Chapter 30

The assigned seats were the same for all the performances. Maira took one look at the empty seats on the floor level and hurried Annie along by her elbow.

“It’s okay,” she said. “They’ll tell us to fill in the empty seats anyway.

This way we just get to pick the best ones.

Come on.” Maira was in a pair of purple cotton shorty pajamas.

She was the kind of tan that either came from a spray nozzle or years in the direct sun, and Maira was from New Jersey.

The color of Maira’s skin reminded Annie of her maternal grandmother, who had retired to Florida and spent the last twenty years of her life baking in the sun and drinking Tab soda.

It was hard to say which one had given her cancer.

Still, she’d enjoyed every ounce of her life in a way that Annie found aspirational.

They went down a carpeted staircase and past a security guard to the center aisle, where there were two empty seats in the third row.

“There we go,” Maira said, clearly satisfied with herself.

Annie sat down but checked over her shoulder. “Are you sure?”

Maira nodded once, firm.
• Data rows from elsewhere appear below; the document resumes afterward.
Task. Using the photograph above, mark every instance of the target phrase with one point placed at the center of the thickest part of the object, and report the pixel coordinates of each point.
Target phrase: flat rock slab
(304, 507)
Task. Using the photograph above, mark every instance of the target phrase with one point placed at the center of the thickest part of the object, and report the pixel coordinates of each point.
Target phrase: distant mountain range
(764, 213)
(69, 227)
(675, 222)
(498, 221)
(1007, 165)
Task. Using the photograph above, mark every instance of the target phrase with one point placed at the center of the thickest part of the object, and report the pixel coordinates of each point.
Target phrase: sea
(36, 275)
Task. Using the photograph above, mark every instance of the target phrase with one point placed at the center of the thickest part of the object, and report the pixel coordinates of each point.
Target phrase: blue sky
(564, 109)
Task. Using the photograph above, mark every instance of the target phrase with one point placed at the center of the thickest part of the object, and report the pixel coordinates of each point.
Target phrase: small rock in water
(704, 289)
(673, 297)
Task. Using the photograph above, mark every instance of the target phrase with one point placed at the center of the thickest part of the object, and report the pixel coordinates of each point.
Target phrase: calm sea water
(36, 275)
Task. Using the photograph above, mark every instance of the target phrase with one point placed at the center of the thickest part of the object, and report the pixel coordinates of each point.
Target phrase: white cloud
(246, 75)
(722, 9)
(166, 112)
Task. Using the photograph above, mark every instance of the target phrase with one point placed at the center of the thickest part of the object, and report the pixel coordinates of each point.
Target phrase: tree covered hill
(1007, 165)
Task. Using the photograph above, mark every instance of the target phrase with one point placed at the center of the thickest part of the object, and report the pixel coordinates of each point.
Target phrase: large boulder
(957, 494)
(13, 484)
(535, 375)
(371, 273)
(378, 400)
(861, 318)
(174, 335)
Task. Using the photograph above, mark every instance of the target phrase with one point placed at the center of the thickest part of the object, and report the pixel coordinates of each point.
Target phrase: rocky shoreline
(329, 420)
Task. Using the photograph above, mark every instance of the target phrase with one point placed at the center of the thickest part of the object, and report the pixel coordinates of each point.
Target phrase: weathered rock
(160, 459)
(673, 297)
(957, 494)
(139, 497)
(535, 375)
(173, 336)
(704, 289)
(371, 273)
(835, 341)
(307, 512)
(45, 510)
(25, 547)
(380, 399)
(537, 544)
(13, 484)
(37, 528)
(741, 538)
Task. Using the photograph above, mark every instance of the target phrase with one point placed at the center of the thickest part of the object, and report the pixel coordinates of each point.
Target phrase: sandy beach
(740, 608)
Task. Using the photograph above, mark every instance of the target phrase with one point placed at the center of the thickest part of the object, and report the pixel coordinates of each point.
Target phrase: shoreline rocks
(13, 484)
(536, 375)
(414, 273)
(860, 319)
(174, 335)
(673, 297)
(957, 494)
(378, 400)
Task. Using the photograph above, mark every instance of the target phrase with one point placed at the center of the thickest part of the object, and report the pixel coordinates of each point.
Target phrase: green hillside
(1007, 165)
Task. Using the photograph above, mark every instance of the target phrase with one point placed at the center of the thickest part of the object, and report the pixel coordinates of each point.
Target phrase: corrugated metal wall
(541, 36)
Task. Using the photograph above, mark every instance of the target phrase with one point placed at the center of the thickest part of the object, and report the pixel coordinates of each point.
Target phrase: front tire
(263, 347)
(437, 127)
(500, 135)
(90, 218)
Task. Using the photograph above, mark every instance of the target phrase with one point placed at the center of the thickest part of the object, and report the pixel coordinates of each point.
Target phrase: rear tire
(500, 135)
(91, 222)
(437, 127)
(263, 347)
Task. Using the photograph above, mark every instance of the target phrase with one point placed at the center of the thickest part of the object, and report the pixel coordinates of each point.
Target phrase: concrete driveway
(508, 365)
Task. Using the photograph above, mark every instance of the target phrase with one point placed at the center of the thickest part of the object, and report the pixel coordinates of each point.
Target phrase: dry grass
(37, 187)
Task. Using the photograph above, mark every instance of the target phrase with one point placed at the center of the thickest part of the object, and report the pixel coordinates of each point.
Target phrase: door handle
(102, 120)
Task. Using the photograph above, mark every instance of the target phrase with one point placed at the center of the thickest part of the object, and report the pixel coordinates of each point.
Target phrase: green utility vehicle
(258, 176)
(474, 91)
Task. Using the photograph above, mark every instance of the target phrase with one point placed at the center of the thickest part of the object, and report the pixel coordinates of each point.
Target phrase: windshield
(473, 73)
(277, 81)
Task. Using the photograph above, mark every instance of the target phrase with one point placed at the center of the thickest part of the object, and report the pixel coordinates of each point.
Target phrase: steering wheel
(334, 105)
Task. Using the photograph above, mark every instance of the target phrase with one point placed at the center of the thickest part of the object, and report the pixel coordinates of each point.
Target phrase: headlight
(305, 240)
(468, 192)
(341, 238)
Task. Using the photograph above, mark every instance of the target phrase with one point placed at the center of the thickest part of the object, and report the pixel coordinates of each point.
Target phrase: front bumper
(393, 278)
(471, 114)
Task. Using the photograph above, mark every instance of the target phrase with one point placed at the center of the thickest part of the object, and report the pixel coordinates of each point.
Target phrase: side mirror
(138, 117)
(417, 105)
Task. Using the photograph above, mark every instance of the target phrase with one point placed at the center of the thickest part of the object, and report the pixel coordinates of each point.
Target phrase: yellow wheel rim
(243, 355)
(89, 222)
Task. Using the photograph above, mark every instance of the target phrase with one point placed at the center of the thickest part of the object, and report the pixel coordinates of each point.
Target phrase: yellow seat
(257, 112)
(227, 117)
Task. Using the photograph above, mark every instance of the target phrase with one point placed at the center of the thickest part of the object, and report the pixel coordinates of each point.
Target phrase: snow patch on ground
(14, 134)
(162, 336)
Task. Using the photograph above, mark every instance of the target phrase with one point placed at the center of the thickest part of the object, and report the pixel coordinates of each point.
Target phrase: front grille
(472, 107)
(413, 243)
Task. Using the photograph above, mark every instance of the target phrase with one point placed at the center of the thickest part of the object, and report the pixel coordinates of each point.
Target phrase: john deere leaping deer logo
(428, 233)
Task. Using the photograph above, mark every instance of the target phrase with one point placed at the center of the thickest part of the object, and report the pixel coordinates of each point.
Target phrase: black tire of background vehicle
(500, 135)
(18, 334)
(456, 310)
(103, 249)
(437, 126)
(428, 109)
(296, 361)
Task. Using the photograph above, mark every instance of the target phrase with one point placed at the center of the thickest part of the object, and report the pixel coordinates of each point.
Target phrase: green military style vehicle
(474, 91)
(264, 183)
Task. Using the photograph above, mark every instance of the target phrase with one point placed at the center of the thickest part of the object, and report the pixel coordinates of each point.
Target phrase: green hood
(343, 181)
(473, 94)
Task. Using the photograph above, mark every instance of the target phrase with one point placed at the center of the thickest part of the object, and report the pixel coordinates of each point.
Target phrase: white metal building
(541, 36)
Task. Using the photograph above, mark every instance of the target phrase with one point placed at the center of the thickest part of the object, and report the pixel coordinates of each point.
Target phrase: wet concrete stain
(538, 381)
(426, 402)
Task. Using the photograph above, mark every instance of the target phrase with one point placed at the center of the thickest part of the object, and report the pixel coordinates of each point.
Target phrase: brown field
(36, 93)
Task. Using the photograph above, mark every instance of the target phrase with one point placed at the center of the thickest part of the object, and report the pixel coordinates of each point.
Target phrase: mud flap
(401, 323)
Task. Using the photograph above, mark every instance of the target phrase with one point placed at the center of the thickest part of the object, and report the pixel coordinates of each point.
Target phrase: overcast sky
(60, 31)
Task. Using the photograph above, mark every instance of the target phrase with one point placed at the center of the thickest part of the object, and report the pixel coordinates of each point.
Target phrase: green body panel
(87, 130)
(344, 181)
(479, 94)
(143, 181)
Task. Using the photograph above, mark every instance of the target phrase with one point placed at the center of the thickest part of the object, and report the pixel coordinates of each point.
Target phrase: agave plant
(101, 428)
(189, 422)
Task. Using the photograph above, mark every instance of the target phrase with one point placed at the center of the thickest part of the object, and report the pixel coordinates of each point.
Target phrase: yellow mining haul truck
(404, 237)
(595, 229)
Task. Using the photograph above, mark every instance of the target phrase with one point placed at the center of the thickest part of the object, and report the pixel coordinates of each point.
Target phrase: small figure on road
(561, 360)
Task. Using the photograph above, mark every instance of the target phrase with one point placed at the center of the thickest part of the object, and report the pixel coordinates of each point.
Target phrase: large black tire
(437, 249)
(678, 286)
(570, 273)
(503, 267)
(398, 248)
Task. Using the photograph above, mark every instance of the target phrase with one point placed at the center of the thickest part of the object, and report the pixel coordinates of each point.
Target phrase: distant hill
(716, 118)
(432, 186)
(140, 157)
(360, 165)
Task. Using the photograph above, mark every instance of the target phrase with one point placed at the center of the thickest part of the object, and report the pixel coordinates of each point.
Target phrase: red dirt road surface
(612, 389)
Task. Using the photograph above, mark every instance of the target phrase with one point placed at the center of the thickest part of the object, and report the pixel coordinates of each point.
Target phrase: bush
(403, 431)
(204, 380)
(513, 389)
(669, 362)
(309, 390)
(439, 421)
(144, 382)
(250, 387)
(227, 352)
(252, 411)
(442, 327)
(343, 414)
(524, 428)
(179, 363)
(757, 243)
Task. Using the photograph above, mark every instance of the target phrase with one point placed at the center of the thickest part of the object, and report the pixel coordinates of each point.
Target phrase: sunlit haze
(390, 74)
She took out her phone and started scrolling through videos that other people had taken on the beach. “Looks like Keith was seasick, huh?” she said. “He should stay on the ship, like me. It happened once before, on the second cruise, I think. That one went to Cabo.”

“Actually…” Annie said. She hadn’t been sure if she wanted to bring it up, but this wasn’t high school, no matter what the accessories looked like.

“I heard a few women talking about you—or another Maira—and I wanted to ask you about it. I wouldn’t have thought they were talking about you, but I guess what you said the other day—”

Maira put up a hand, cutting Annie off. “Oh, it’s me. What did they say? Who was it? Was it Crystal? Theresa?” Her mouth was a tight line.

“I don’t know who it was. They were all wearing airbrushed T-shirts, but that’s, like, everyone.

” Annie paused. “They said something about lying? I don’t really know.

” She kept her voice low. All around them, women were chattering, drinking, waving to friends across the theater.

Annie wasn’t sure if she wanted the women she’d heard talking to be proven right or wrong.

It didn’t actually matter. What was good or bad anymore at this stage of their lives?

Annie wanted to live and let live. No matter what, Maira was her roommate for the next two days.

She missed her sister, whose broken leg could have stuck out into the aisle so easily.

They probably could have sat even closer.

Katherine would have gotten even more attention than usual. She was a Leo, like Scotty.

“Oh, please,” Maira said. “Like I said, people get really jealous. I used to work for Scotty, I told you that, right? When he got started with the SkinSentials, a lot of Talkers joined his team, and it was so small then, we had a lot of time with him—on the phone, in private Facebook groups, that kind of thing. And some people just don’t know how to act.

If they’re not good at their business, that’s not my problem.

” It wasn’t much of an answer, but Annie didn’t need a microscope to understand what Maira was saying.

Of course Scotty’s businesses were multilevel marketing schemes—that was obvious.

And they weren’t the only ones on the ship—Annie had passed so many rooms with elaborate Avon and Mary Kay displays, and there were a lot of women in LuLaRoe leggings.

Maira didn’t seem like an evil person. It was impossible, in this context, to identify anyone as genuinely crazy because they were all crazy.

Claudia hated when she said things were crazy—“So ableist, Mom”—but how else could you describe what was going on?

Half the people in the theater were wearing pajamas, and the other half would be in a couple of hours.

They were walking down Bourbon Street in the middle of Mardi Gras.

They were children trick-or-treating. It was sanctioned, organized madness.

A waitress came by and held her pen expectantly.

“Two Sexy Sunrises, please,” Annie said, and then turned back to Maira.

“I’m reading a book that has dragon sex in it, like the dragons are having sex with each other, but I’m pretty sure this one woman is actually going to have sex with an actual dragon too.

” There was no point trying to resist. Operas were full of women going mad, and so was the cruise.

If Maira was a liar, it didn’t actually matter to Annie.

This was not the time or place to draw lines.

Annie was having more fun than she’d had in years—so many years that it would depress her to do the math.

Everyone in the room was going to start screaming; it was just a question of when. Maira nodded in approval.